Vaidya, 72): "As far as the effervescence of mind
extends, so far extends the domain of the world (yāvad
mano-vispanditam ... tāval lokāyatam)."

Thus, desire and its products, like mentation and the self,
are the domain of Māra, and one escapes it and attains
the domain of Buddha by relinquishing desire and its
products, like mentation and the self, which includes the
thought "I am," the root of all delusion.

This process of liberation occurs in situ, and the one and
self-same world of daily life is the theater of it just as it
is that of delusion and bondage. There is no other place,
no other world.

Or perhaps more cautiously: no other place, no other
world would be of concern to one who wants to end
suffering, for suffering is ended in the here and now,
and were there other places, other worlds, they would
be outside of one's purview, beyond one's scope. One
would drop attachment to them just as one drops
attachment to what one actually experiences, and it
is only this last that is of concern to one.
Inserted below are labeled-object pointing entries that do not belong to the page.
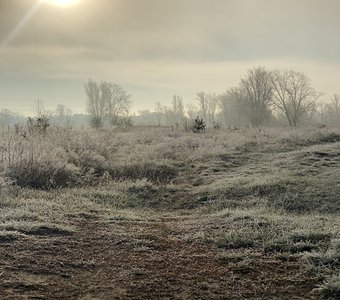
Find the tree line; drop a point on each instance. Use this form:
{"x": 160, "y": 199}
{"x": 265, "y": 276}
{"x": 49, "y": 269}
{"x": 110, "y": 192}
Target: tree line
{"x": 262, "y": 97}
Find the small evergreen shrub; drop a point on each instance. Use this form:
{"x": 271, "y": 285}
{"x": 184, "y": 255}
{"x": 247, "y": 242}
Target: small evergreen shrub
{"x": 198, "y": 126}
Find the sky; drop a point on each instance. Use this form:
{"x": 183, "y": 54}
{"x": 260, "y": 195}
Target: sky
{"x": 157, "y": 48}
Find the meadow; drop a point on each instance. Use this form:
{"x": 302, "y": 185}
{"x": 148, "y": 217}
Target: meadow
{"x": 157, "y": 212}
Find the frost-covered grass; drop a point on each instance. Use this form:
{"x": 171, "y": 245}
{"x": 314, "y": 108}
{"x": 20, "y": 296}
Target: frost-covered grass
{"x": 271, "y": 192}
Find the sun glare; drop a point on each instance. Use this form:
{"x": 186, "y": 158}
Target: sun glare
{"x": 63, "y": 3}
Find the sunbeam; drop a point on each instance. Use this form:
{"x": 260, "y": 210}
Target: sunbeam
{"x": 21, "y": 23}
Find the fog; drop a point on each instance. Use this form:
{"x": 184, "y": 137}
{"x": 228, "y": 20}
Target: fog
{"x": 156, "y": 49}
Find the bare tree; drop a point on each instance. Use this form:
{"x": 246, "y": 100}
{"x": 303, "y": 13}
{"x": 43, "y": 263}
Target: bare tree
{"x": 231, "y": 107}
{"x": 208, "y": 104}
{"x": 192, "y": 111}
{"x": 178, "y": 109}
{"x": 257, "y": 94}
{"x": 97, "y": 103}
{"x": 334, "y": 108}
{"x": 159, "y": 110}
{"x": 201, "y": 98}
{"x": 106, "y": 99}
{"x": 293, "y": 95}
{"x": 119, "y": 101}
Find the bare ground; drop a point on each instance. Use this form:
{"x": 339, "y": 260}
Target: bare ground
{"x": 118, "y": 259}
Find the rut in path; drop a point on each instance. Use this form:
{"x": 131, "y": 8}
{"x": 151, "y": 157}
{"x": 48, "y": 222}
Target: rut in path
{"x": 120, "y": 259}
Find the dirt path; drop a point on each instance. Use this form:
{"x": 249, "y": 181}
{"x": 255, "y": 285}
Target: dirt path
{"x": 119, "y": 259}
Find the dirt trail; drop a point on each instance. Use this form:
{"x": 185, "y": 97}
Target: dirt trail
{"x": 119, "y": 259}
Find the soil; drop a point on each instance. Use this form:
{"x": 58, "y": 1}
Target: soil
{"x": 120, "y": 259}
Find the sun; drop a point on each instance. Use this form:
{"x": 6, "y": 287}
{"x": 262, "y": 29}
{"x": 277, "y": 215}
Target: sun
{"x": 62, "y": 3}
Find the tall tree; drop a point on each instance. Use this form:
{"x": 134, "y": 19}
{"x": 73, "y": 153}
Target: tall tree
{"x": 106, "y": 99}
{"x": 257, "y": 94}
{"x": 293, "y": 95}
{"x": 97, "y": 103}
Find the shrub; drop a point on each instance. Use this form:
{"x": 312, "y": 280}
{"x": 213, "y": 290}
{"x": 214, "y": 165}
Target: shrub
{"x": 198, "y": 126}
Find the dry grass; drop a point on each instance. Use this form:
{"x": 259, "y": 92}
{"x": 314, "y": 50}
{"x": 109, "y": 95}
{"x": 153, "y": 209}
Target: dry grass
{"x": 254, "y": 197}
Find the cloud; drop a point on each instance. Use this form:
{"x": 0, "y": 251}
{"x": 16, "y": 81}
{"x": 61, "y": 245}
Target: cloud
{"x": 160, "y": 47}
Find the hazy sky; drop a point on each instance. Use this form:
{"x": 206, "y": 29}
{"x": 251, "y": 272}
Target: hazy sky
{"x": 157, "y": 48}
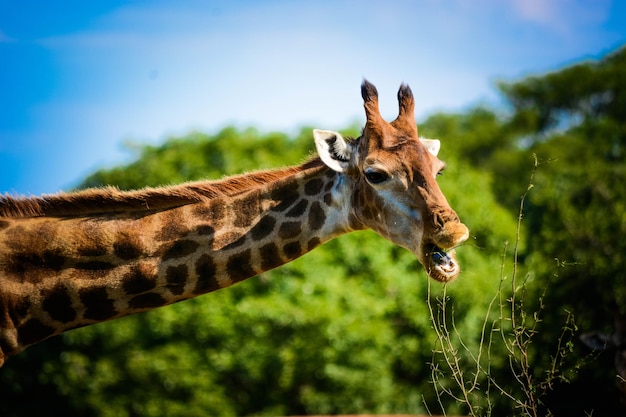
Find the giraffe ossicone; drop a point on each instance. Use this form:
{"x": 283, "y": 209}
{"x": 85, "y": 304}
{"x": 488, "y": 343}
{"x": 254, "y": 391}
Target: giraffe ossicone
{"x": 74, "y": 259}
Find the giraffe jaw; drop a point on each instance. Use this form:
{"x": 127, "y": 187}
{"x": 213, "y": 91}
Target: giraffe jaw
{"x": 440, "y": 264}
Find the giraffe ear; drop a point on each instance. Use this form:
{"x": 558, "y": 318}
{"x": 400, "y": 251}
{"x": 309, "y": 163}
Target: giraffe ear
{"x": 334, "y": 150}
{"x": 432, "y": 145}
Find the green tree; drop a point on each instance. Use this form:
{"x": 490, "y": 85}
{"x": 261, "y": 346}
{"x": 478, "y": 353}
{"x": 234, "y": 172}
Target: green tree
{"x": 344, "y": 329}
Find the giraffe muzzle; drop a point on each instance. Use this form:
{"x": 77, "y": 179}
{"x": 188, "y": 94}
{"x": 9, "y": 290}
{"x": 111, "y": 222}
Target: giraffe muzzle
{"x": 439, "y": 259}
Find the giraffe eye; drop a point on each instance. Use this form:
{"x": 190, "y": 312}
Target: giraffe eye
{"x": 375, "y": 176}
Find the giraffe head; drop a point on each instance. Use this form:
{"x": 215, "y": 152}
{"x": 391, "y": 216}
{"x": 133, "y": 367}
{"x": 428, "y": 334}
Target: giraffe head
{"x": 391, "y": 174}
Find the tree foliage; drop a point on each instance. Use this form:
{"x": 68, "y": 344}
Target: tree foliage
{"x": 346, "y": 328}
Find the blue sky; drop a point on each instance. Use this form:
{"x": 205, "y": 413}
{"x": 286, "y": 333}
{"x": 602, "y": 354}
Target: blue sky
{"x": 77, "y": 79}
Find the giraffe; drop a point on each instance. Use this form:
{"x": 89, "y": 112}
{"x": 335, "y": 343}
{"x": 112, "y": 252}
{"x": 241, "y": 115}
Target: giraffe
{"x": 74, "y": 259}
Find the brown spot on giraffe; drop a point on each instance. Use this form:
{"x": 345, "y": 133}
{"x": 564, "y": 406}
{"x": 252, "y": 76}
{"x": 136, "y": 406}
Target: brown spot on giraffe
{"x": 74, "y": 259}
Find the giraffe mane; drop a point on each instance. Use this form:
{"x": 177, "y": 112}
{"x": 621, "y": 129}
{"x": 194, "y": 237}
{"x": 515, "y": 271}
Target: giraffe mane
{"x": 112, "y": 200}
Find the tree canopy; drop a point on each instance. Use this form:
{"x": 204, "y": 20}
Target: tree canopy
{"x": 346, "y": 328}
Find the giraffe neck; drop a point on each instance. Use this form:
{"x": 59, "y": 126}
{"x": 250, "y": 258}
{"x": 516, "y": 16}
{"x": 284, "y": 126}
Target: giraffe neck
{"x": 59, "y": 273}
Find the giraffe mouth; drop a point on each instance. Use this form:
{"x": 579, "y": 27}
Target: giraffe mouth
{"x": 440, "y": 264}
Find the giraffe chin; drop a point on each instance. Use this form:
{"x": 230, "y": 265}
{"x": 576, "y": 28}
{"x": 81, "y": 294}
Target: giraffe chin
{"x": 440, "y": 265}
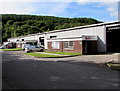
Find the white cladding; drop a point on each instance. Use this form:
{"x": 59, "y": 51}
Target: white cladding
{"x": 91, "y": 31}
{"x": 98, "y": 31}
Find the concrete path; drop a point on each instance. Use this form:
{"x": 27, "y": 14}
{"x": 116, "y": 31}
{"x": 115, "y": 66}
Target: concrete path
{"x": 99, "y": 59}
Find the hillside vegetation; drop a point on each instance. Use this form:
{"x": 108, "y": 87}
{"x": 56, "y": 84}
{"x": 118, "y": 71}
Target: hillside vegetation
{"x": 17, "y": 25}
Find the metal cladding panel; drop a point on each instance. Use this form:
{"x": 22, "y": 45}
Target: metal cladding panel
{"x": 91, "y": 31}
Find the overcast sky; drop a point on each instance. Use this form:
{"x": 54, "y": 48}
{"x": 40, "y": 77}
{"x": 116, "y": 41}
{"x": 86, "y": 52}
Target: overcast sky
{"x": 103, "y": 11}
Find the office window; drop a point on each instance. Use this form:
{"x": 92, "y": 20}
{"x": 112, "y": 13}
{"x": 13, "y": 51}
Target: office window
{"x": 55, "y": 45}
{"x": 68, "y": 45}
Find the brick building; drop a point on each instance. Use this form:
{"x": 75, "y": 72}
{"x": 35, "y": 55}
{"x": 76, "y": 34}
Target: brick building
{"x": 89, "y": 39}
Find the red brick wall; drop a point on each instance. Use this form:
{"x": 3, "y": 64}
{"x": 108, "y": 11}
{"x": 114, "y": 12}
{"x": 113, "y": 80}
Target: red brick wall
{"x": 55, "y": 50}
{"x": 77, "y": 47}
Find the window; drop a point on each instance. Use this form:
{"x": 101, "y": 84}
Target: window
{"x": 68, "y": 45}
{"x": 55, "y": 45}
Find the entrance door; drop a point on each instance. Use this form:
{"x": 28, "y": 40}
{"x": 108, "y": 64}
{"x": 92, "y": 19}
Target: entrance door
{"x": 113, "y": 38}
{"x": 41, "y": 40}
{"x": 89, "y": 47}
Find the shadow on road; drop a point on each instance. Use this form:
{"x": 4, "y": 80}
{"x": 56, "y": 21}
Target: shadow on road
{"x": 19, "y": 73}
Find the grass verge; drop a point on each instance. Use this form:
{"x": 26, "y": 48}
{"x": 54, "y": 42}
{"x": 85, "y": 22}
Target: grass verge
{"x": 15, "y": 49}
{"x": 64, "y": 53}
{"x": 42, "y": 55}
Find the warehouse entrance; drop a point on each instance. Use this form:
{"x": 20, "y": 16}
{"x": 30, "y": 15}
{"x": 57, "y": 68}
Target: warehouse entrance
{"x": 113, "y": 39}
{"x": 41, "y": 40}
{"x": 89, "y": 47}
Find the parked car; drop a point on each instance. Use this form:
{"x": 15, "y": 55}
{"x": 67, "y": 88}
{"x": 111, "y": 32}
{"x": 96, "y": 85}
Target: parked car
{"x": 33, "y": 48}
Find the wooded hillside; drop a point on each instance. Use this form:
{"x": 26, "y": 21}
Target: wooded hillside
{"x": 16, "y": 25}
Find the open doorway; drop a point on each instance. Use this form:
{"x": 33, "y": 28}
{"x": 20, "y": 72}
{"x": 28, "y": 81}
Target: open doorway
{"x": 41, "y": 40}
{"x": 89, "y": 47}
{"x": 113, "y": 39}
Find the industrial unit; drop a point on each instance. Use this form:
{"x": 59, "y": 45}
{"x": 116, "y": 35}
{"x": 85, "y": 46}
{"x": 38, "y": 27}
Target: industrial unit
{"x": 89, "y": 39}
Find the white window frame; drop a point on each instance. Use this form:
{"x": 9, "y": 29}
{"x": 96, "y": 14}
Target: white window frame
{"x": 55, "y": 45}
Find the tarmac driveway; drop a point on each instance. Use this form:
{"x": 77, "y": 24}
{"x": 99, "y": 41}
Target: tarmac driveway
{"x": 26, "y": 72}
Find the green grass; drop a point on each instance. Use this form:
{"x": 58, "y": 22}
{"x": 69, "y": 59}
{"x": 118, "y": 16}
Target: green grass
{"x": 64, "y": 53}
{"x": 15, "y": 49}
{"x": 42, "y": 55}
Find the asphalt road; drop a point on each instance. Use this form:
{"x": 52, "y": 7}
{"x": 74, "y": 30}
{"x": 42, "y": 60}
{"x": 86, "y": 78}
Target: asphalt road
{"x": 20, "y": 73}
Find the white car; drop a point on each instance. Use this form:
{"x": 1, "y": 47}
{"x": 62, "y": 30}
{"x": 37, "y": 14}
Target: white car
{"x": 33, "y": 48}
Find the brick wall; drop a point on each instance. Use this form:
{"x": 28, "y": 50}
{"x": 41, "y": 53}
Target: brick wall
{"x": 77, "y": 47}
{"x": 17, "y": 45}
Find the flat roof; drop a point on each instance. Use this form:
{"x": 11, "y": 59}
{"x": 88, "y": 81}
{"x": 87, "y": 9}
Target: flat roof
{"x": 68, "y": 29}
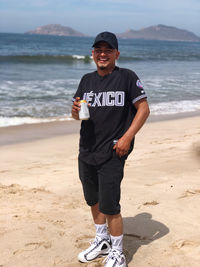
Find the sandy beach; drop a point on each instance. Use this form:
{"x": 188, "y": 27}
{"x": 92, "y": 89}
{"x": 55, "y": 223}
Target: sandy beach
{"x": 45, "y": 222}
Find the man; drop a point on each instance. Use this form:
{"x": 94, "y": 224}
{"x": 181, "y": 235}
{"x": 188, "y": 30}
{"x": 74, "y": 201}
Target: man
{"x": 118, "y": 108}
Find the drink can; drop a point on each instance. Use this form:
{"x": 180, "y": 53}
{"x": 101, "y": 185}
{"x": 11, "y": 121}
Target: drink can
{"x": 84, "y": 111}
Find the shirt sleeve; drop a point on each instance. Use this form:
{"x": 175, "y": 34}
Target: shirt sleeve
{"x": 135, "y": 88}
{"x": 79, "y": 92}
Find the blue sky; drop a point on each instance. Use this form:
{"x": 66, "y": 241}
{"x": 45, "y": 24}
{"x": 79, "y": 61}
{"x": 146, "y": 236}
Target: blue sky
{"x": 93, "y": 16}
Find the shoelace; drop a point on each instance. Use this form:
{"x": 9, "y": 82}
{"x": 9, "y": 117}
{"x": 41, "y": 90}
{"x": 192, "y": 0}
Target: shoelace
{"x": 95, "y": 241}
{"x": 114, "y": 254}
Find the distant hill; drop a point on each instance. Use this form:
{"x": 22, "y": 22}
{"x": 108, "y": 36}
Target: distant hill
{"x": 160, "y": 32}
{"x": 55, "y": 29}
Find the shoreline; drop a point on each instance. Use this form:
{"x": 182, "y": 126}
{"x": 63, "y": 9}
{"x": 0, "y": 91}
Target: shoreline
{"x": 42, "y": 200}
{"x": 31, "y": 132}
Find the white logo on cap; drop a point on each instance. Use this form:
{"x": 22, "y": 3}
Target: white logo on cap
{"x": 139, "y": 84}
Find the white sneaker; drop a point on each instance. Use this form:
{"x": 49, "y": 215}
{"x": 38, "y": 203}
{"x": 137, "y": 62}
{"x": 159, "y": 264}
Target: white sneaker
{"x": 115, "y": 258}
{"x": 99, "y": 247}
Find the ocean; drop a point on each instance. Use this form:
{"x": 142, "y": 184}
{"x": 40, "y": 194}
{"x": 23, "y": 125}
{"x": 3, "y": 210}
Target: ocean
{"x": 40, "y": 74}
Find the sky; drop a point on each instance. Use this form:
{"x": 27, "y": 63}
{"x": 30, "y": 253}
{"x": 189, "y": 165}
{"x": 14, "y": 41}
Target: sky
{"x": 93, "y": 16}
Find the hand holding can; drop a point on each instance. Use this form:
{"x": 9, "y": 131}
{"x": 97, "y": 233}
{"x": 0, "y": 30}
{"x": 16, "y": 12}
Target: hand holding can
{"x": 84, "y": 110}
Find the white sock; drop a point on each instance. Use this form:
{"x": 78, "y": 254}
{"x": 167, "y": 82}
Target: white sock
{"x": 117, "y": 242}
{"x": 101, "y": 230}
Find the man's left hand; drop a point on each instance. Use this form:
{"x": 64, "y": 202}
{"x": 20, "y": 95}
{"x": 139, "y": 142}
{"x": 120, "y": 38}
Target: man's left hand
{"x": 122, "y": 146}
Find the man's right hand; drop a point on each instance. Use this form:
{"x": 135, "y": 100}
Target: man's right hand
{"x": 76, "y": 108}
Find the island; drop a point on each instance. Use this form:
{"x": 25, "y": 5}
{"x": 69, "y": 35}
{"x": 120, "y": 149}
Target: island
{"x": 56, "y": 29}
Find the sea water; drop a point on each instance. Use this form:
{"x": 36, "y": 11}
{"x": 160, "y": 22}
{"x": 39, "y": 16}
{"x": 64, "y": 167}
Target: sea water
{"x": 40, "y": 74}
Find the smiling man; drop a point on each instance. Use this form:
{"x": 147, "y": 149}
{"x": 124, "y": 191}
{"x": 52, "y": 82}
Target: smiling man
{"x": 118, "y": 109}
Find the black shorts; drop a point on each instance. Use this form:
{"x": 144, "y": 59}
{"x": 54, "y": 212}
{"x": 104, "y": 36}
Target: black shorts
{"x": 101, "y": 183}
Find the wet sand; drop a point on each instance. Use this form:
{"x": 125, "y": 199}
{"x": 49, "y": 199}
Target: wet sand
{"x": 44, "y": 220}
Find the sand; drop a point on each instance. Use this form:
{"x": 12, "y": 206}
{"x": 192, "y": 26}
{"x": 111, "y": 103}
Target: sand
{"x": 45, "y": 222}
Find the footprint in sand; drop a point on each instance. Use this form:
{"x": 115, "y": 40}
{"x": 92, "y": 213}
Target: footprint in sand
{"x": 82, "y": 242}
{"x": 33, "y": 246}
{"x": 151, "y": 203}
{"x": 180, "y": 244}
{"x": 189, "y": 193}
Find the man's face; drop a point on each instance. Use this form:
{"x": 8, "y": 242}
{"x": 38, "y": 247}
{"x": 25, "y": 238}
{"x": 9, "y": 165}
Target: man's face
{"x": 105, "y": 56}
In Buddhism, it is not the content that matters, it is the
way one takes that content. It is not the matter, it is
the manner. And the manner is universal and suffers
no exception: one drops what one experiences and
does not identify with it. That is the only difference
between awakening and delusion.


Colophon

Posted to talk.religion.buddhism on December 20, 2004, in reply to naked_ape's question: "If you and God are a single entity, where does God begin and you end?" Author: Tang Huyen. Message-ID: <[email protected]>.

The post is a compact statement of Tang Huyen's central thesis. The equation thinking = Māra, not-thinking = Buddha is documented across four canonical sources: SN IV, 202 (35, 207) and its Chinese parallel SA 1168, 312a–b; SA 21, 4c and SN III, 74–75 (22, 64) for the expanded formulation across all five aggregates; Pita-putra-samagama-sūtra (Śikṣā-samuccaya 251) for the Great Vehicle version; and Laṅkāvatāra-sūtra (ed. Vaidya, 72) for the cosmological corollary. The closing formulation — "not the matter, but the manner" — is one of Tang Huyen's most condensed expressions of Buddhist soteriology: liberation is not a different content of experience but a different relationship to the same content.

Preserved from the Usenet archive for the Good Work Library by the New Tianmu Anglican Church, 2026.